Страница 58 из 242
А карточки — всё так же лежали за дверцей. Молчали. Ждали.
И в этот момент Николай подумал, что, может быть, надо было действительно взять куртку. Или хотя бы два фена. Один для карточек. Второй — для души.
Он открыл ящик медленно, как будто в нём мог лежать не алфавит, а что-то гораздо живое. Тот, кто умеет дышать, но прикидывается картоном. И уже на первой секунде понял — карточки мокрые. Не отсыревшие, не чуть влажные, а именно мокрые, как тряпка после ливня, как газета, упавшая в сугроб, как письмо, потерянное в луже. Он взял одну двумя пальцами — и бумага прогнулась, с мягким хлюпом, будто вздохнула. Чернила расплылись по углам, но основное — читалось. Фамилия. Имя.
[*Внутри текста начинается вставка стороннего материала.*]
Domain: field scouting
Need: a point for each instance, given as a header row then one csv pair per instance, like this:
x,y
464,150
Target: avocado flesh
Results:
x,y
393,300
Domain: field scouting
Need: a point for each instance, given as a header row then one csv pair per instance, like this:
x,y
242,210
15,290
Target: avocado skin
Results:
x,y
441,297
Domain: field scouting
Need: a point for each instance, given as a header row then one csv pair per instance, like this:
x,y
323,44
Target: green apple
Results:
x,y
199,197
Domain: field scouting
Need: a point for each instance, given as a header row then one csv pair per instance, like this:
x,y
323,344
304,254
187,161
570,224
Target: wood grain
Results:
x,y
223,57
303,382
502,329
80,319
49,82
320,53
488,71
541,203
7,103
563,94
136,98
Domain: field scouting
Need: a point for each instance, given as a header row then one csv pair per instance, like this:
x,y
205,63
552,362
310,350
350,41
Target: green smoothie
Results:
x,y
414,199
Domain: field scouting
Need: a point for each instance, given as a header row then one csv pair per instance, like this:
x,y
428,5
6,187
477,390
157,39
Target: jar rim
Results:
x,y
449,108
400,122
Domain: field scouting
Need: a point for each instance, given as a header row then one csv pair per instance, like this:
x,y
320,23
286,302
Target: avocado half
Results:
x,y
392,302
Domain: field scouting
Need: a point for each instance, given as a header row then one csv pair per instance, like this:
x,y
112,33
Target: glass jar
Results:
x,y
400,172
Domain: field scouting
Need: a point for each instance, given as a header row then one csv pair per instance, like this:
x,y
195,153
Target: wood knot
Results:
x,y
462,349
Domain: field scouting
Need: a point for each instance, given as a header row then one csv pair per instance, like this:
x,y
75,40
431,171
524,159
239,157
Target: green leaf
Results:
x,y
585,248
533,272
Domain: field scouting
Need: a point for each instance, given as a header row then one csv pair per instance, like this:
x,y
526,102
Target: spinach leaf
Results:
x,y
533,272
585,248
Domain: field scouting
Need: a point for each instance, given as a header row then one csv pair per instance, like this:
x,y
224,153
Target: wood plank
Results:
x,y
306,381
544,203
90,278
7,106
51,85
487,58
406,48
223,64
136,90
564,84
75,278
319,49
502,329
И… жирная, ровная, словно начерченная линейкой, красная полоса. Перечёркнуто.
Он уронил карточку обратно, как обожжённый. В груди шевельнулось что-то глухое. Не страх. Не сразу. Сначала — отторжение, как если бы увидел своё детское фото с чужим лицом. Слишком правильно. Слишком аккуратно. Не его.
Он взял другую. Та же история. Карточка — влажная, чуть липкая. Перечёркнута. Следующая. И ещё. Он начал вытаскивать их пучками, скользкими, вонючими, как водоросли из пруда. Одна за другой. Красная паста. Почерк. Ровный. Без нажима. Точно не его — но знакомый до тошноты. Будто бы имитировали его руку, только без дрожи, без ошибок. Как зеркало, только с исправлениями. Как он, но выпрямленный. И мёртвый.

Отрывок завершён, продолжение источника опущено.